Shin Kong Financial, while a laggard in profitability among its peers, is a worthy investment target given its life insurance, banking and securities presences, Kao said.
It also makes more sense for a company with bigger assets to acquire a smaller one, rather than the other way around, she said, adding that CTBC ranks No. 3 with NT$8.38 trillion of assets, ahead of Shin Kong’s NT$5.08 trillion assets in fifth place.
Taishin Financial has NT$3.2 trillion of assets in 13th place.

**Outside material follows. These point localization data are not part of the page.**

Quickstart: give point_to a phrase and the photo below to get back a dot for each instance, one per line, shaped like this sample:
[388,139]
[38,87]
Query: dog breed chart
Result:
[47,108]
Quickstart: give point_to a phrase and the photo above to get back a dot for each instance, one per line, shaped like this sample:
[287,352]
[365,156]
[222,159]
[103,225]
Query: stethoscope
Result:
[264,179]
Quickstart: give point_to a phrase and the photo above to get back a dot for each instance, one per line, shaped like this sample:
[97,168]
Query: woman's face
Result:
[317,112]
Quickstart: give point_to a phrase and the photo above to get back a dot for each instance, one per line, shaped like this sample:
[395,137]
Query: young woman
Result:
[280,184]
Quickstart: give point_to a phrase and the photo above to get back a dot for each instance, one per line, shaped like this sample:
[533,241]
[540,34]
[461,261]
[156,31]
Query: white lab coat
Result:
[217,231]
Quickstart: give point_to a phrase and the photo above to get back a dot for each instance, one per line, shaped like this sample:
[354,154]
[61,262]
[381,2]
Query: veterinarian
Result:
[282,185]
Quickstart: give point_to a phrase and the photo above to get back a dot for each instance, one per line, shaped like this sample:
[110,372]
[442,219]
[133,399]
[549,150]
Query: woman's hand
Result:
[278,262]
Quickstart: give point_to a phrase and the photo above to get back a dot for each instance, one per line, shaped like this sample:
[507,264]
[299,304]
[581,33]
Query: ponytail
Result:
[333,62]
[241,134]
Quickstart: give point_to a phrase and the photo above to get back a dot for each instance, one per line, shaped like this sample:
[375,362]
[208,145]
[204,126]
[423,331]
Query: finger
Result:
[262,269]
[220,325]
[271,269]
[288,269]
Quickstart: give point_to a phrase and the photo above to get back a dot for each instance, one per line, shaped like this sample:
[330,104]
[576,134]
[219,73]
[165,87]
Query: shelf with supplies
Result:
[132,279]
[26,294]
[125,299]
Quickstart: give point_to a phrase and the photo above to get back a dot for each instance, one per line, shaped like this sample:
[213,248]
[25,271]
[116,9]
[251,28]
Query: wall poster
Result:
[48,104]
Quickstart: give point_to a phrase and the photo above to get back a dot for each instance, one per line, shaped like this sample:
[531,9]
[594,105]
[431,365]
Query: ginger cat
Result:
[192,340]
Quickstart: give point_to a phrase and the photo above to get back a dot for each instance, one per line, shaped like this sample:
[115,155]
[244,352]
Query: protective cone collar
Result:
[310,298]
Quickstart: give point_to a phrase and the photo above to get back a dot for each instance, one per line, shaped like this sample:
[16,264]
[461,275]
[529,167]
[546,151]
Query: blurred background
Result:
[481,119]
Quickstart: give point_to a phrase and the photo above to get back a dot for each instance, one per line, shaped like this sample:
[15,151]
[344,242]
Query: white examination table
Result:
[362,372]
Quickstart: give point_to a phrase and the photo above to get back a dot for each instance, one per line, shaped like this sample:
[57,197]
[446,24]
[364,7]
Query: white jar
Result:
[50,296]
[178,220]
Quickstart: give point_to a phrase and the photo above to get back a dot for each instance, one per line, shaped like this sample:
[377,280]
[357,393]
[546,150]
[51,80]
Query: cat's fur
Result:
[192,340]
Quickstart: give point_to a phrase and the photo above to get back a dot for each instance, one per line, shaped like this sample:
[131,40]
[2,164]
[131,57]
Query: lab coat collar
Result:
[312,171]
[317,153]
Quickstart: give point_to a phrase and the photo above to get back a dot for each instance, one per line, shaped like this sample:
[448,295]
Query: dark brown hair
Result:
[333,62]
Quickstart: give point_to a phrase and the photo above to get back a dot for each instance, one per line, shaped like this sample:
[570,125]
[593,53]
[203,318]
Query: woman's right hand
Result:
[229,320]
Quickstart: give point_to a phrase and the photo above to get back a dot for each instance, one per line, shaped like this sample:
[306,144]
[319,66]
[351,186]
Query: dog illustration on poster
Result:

CTBC would submit acquisition documents early next week and would carry out the buyout on the open market after the Financial Supervisory Commission (FSC) gives the go-ahead, Kao said.
Kao declined to comment on the time frame of the deal or title of the consolidated entity, saying they are minor concerns compared with legal compliance, financial market stability and the interests of shareholders.
CTBC also refused to promise that it would retain all Shin Kong employees, saying it is more important to enhance the profitability of Shin Kong so its employees would enjoy better pay.
The FSC and Shin Kong shareholders have the final say on the matter.